Impact of a series of measures for optimisation hospital code stroke care on door-to-needle times

Neurologia (Engl Ed). 2020 Oct 14:S0213-4853(20)30273-5. doi: 10.1016/j.nrl.2020.07.023. Online ahead of print.
[Article in English, Spanish]

Abstract

Introduction: Time continues to be a fundamental variable in reperfusion treatments for acute ischaemic stroke. Despite the recommendations made in clinical guidelines, only around one-third of these patients receive fibrinolysis within 60minutes. In this study, we describe our experience with the implementation of a specific protocol for patients with acute ischaemic stroke and evaluate its impact on door-to-needle times in our hospital.
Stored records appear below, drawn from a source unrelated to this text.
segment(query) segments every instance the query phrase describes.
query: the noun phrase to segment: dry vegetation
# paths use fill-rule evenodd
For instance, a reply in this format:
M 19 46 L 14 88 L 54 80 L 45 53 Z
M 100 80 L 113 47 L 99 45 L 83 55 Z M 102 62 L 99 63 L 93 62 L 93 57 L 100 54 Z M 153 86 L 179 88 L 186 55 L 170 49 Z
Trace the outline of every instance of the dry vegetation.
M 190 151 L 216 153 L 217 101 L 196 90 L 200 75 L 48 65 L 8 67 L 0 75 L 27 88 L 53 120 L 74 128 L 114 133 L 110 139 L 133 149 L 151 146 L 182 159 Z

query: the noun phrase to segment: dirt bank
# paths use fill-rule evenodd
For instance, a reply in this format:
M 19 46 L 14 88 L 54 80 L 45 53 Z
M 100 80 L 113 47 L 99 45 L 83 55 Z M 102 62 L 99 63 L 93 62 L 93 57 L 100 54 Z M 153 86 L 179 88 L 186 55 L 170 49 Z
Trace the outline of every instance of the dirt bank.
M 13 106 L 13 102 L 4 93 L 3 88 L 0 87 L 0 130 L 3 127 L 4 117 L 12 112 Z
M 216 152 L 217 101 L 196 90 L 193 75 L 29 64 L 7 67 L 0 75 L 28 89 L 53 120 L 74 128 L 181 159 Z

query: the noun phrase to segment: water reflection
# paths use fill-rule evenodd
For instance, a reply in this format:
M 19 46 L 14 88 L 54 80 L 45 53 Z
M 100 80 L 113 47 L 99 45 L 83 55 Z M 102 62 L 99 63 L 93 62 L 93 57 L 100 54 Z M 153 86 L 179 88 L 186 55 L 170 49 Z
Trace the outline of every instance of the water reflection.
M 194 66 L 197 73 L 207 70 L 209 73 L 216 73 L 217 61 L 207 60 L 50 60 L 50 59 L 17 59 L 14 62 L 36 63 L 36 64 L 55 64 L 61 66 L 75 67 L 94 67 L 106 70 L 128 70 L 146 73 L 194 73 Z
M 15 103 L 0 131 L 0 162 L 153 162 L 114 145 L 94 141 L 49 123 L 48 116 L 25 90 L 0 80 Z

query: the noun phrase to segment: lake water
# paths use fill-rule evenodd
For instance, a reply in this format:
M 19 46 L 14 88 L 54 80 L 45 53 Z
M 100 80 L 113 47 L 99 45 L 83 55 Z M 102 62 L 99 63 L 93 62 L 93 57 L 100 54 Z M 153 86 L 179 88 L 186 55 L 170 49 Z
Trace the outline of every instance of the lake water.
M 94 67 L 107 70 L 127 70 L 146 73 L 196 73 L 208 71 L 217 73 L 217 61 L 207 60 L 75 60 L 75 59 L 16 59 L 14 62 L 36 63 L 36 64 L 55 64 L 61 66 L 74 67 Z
Methods: Measures were gradually implemented in late 2015 to shorten stroke management times and optimise the care provided to patients with acute ischaemic stroke; these measures included the creation of a specific on-call neurovascular care team. We compare stroke management times before (2013-2015) and after (2017-2019) the introduction of the protocol.
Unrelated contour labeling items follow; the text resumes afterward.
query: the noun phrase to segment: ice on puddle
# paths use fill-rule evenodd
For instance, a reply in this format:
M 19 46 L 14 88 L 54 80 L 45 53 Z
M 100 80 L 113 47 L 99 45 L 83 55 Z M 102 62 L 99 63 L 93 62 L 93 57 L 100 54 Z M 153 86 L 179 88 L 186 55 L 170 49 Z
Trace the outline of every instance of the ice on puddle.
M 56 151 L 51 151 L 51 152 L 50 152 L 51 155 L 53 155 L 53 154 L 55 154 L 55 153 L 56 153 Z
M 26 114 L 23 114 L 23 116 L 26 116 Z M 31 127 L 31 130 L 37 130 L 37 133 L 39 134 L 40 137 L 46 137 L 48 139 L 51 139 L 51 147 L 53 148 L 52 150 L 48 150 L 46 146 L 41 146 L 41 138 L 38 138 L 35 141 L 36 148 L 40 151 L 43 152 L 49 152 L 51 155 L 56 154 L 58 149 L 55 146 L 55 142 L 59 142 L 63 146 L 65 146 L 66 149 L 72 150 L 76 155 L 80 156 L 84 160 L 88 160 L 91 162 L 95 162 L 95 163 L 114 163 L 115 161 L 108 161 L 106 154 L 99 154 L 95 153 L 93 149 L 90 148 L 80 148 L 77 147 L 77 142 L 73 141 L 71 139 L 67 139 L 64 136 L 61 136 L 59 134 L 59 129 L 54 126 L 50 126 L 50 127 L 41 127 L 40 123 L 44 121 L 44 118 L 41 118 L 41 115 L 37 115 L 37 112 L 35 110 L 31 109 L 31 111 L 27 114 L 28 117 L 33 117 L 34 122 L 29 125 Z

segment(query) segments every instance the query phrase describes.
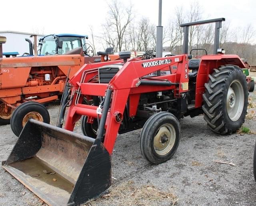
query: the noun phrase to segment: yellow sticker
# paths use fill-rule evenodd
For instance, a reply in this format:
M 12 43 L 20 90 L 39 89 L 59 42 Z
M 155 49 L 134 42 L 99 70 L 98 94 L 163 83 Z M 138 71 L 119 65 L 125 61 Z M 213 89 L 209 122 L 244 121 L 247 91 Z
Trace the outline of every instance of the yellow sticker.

Results: The study includes 182 patients attended before implementation of the protocol and 249 attended after. Once all measures were in effect, the overall median door-to-needle time was 45minutes (vs 74 minutes before, a 39% reduction; P<.001), with 73.5% of patients treated within 60minutes (a 47% increase; P<.001). Median overall time to treatment (onset-to-needle time) was reduced by 20minutes (P<.001).
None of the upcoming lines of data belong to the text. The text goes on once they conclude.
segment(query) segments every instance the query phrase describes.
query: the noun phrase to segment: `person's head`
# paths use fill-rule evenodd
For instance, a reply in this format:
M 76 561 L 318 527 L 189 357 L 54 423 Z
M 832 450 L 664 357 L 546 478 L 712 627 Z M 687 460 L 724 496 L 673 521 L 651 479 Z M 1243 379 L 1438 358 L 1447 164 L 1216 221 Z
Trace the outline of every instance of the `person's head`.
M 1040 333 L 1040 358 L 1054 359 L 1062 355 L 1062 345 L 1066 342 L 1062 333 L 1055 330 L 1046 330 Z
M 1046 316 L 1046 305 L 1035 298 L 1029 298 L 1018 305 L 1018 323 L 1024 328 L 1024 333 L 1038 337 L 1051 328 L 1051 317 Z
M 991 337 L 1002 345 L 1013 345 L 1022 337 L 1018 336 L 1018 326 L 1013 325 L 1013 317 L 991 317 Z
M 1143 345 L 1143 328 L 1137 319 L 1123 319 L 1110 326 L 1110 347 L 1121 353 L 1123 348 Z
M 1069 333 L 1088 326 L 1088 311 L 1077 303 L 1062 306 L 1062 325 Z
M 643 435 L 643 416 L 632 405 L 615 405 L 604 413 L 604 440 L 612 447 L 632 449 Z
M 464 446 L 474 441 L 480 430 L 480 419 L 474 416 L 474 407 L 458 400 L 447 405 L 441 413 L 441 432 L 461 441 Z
Conclusions: The measures included in our protocol achieved a significant, sustained reduction in door-to-needle times, although there remains room for improvement. The mechanisms established for monitoring outcomes and for continuous improvement will enable further advances in this regard.

Keywords: Accidente cerebrovascular; Acute stroke; Cerebrovascular accident; Door-to-needle time; Fibrinólisis intravenosa; Ictus agudo; Ictus isquémico; Intravenous fibrinolysis; Ischaemic stroke; Tiempo puerta-aguja.